More number of businesses to come under the VAT ambit.

Jojo Puthuparampil is a business news writer for Inc. Arabia.

UAE government’s Federal National Council (FNC) has approved a draft law that requires business owners and landlords to pay a 5% value-added tax (VAT) starting January 2018.

According to the new law, private businesses making Dhs375,000 and more a year will have to pay VAT. This threshold is significantly lower than the Dhs3.75 million that was proposed earlier.

The tax is binding on landlords renting out properties as well, which could lead to a rise in rents for tenants across the UAE.

There are currently more than 450,000 private owned companies in the UAE, and the number is expected to soon reach 600,000, which will see a growth in the annual GDP, said Obaid Humaid Al Tayer, minister of state for financial affairs.

The effect of VAT on people in general, including residents and consumers, will start with 1.3% and will drop with time, whereas businesses will face 0.06% and 0.04% on gross domestic product (GDP) growth when implemented, the minister said.

The law will also provide the authority measures to address procedures for tax collectors, tax auditing, tax avoidance, violations and the penalties.

The passed draft law also stipulates that fines for those avoiding the pay their taxes should not exceed five times the value of the evaded tax.

The minister said that by 2021, the government aims to generate 80% of UAE’s economy by non-oil sectors, while the remaining 20% generated by oil.

Last year, the six Gulf Cooperation Council (GCC) countries, including the UAE, Saudi Arabia, Qatar, Bahrain and Oman, signed an agreement to implement a 5 % VAT, despite administrative and technical challenges.

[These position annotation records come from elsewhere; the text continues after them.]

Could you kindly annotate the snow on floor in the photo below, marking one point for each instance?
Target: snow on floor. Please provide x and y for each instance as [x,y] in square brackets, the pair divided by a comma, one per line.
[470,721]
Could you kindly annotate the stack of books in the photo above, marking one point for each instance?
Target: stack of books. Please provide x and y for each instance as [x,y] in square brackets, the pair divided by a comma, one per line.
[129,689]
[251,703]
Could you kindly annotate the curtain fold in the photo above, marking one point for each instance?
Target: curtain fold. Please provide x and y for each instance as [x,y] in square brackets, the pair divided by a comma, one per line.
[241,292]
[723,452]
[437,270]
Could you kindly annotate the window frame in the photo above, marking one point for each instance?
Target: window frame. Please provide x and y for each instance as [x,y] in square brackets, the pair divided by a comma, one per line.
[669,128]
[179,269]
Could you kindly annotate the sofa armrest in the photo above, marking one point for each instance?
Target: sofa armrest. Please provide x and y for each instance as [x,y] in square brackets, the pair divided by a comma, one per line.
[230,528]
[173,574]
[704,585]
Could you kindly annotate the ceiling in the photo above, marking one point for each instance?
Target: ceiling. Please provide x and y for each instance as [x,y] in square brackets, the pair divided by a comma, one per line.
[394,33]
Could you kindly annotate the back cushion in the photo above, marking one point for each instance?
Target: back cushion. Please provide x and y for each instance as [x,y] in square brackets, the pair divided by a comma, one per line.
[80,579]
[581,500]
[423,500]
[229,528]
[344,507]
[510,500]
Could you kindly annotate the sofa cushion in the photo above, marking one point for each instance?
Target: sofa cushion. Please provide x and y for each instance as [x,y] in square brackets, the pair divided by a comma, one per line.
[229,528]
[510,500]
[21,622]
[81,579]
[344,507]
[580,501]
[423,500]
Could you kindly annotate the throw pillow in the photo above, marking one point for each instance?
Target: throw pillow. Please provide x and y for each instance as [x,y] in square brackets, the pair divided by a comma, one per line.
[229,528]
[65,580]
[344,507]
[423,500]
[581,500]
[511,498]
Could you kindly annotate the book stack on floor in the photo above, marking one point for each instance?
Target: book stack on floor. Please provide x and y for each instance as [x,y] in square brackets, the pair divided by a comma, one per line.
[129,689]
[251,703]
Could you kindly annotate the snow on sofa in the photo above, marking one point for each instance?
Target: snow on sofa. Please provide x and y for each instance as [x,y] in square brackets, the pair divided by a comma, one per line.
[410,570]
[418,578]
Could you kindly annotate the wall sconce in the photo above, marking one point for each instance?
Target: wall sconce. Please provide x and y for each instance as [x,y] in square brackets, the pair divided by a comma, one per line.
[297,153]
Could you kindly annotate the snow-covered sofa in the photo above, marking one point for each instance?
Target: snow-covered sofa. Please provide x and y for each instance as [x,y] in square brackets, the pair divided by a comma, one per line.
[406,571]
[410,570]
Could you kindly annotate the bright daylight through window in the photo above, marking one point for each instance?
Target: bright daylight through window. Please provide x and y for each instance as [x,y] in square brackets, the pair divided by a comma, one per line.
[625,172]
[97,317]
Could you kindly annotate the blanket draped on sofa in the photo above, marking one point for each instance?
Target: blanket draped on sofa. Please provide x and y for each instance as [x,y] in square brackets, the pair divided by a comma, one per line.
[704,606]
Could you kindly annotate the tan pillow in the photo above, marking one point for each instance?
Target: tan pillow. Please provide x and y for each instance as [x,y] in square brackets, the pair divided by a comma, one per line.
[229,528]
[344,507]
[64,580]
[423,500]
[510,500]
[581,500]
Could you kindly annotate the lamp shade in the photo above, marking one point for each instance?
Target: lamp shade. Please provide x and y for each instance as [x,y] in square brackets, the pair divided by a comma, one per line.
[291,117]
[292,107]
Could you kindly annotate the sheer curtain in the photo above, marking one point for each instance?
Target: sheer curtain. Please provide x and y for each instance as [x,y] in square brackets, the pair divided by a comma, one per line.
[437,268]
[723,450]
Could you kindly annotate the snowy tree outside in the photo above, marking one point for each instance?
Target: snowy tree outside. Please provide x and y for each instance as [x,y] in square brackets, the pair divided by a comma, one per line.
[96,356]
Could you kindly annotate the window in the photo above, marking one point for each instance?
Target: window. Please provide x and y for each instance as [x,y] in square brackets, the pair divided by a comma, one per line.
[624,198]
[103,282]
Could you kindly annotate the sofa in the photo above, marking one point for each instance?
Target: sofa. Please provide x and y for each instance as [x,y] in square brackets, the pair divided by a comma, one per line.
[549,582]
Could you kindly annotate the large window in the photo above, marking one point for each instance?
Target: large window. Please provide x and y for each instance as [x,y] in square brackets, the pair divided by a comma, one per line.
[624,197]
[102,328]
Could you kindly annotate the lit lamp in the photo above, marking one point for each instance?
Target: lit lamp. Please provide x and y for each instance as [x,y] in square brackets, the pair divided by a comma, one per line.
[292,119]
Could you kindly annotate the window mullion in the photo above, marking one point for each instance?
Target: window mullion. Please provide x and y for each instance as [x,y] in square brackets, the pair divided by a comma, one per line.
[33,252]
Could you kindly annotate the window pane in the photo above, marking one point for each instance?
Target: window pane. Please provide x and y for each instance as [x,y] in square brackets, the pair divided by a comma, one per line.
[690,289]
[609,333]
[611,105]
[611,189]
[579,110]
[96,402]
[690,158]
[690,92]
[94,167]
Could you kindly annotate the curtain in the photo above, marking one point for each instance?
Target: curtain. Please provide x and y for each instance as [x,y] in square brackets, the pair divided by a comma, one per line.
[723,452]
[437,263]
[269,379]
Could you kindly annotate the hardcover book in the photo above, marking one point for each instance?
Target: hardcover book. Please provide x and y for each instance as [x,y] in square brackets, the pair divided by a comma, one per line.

However, economists and officials have previously opined that simultaneous introduction in all countries may not be feasible as creating the administrative infrastructure to collect the tax remains a challenge.

It is also difficult to train companies to comply with the news tax in a region where taxation is minimal.

Now GCC governments are planning for early, simultaneous adoption, said Younis al-Khouri, under-secretary at the UAE finance ministry. By January 1, 2018, UAE is aiming to adopt 5% VAT across the GCC, he said.

The UAE government expects around Dhs12 billion ($3.3 billion) of revenues from the tax in its first year. That would be about 0.9% of the UAE’s gross domestic product of $371 billion in 2015.

The tax will also lead to an increase in UAE government’s revenues to $5.45 billion (Dhs20 billion) in 2019 from $4.90 billion (Dhs18 billion) currently.

However, UAE had reportedly ruled out plans to impose corporate and income tax.